I think the policy will be let's grow, let's have more equality in the country and keep the country as one. Let's have no trouble abroad, let's make quite sure that Taiwan doesn't do stupid things which will force the mainland to act. Let's have a successful Olympics and then we are into a new age, one step at a time.

The first problem is blue skies for the Olympics, and the way to do that is the way they did it in 1999 when I went there for the 50th anniversary and I found blue skies. I asked our ambassador about this: He said they stopped all factories for the last two weeks. I think they're going to do that, maybe the last four weeks before and the cars will be cut down by half, odd and even numbers and so on. But to go and clean up properly will take umpteen years, retrofit coal mines and so on. That's a very costly and slow business.

They are engaging us in Singapore, and we're going to do an EcoCity with them, choosing the site now. They have agreed. They've offered us several sites and we're choosing one where there can be sustainable growth. What we've done in Singapore, we recycle water, you keep your air clean, you do this, you do that, higher costs, more social discipline, more engineering, sewers, recycling water, et cetera and so on. It's a slow process but they want to learn how it can be done. That's important.

Q: If we could move to the other superpower, the United States. I know you're reluctant to give out advice, unlike American journalists who always try to tell you what to do, but for America, since you've been a friend of America and you've seen it over decades, what are two, three things, that you worry about in America?

Lee: I think in the next 10 years you have got to extricate yourself from these problems in the Middle East. It may take you five years to get it stabilized and then after that, you gradually have more time and energy to think about the other big problems in the world. This is sucking up too much of your resources. To solve this, you have got to tackle the two-state problem in Israel because as long as that's festering away, you're giving your enemies in the Muslim world an endless provocation from which they can get new recruits for crazy adventures to try and knock you down, to blow themselves up and blow the world up. How you're going to do that, I don't know.

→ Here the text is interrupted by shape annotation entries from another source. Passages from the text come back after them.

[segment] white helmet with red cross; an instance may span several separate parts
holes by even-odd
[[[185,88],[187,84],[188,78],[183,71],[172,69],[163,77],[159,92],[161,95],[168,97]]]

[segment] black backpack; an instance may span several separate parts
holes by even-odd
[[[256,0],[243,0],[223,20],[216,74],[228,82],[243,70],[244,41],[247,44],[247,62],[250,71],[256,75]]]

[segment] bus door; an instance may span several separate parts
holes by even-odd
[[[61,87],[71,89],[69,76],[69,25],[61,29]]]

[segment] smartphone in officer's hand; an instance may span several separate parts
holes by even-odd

Q: Did you follow the Israeli lobby debate in the U.S.? Two professors -- from Harvard and the University of Chicago -- did this paper about the alleged extreme influence of the Israeli lobby in American foreign policy. Even if the paper overstated or used some unwise language in making its case, is there something to this?

Lee: You have got to settle this issue with the Jewish lobby. If you have this as a festering sore, you get Muslims entangled in hate campaigns. I'm not saying if you solve this, everything will be sweet and harmonious -- but if you solve this you will remove a cancer in the [international] system. Then you can better tackle the other problems. You are alone in this [Middle East policy] because the Europeans are not with you. Nobody helps you, but everybody doesn't want to openly oppose you.

Q: What about inside America itself? Do you see any indices that worry you, whether it's education?
Lee: For the next 10, 15, 20 years what you have will keep you going as the most enterprising, innovative economy with leading-edge technology, both in the civilian and military field. You have got that already.

You will lose that gradually over 30, 40, 50 years unless you are able to keep on attracting talent and that's the final contest, because what you have done, the Chinese and other nations are going to adopt parts of it to fit their circumstances and they are also going around looking for talented people and wanting to build up their innovative enterprising economies. And finally this is now an age where you will not have military contests between great nations because you will destroy each other, but you will have economic and technological contests between the great powers.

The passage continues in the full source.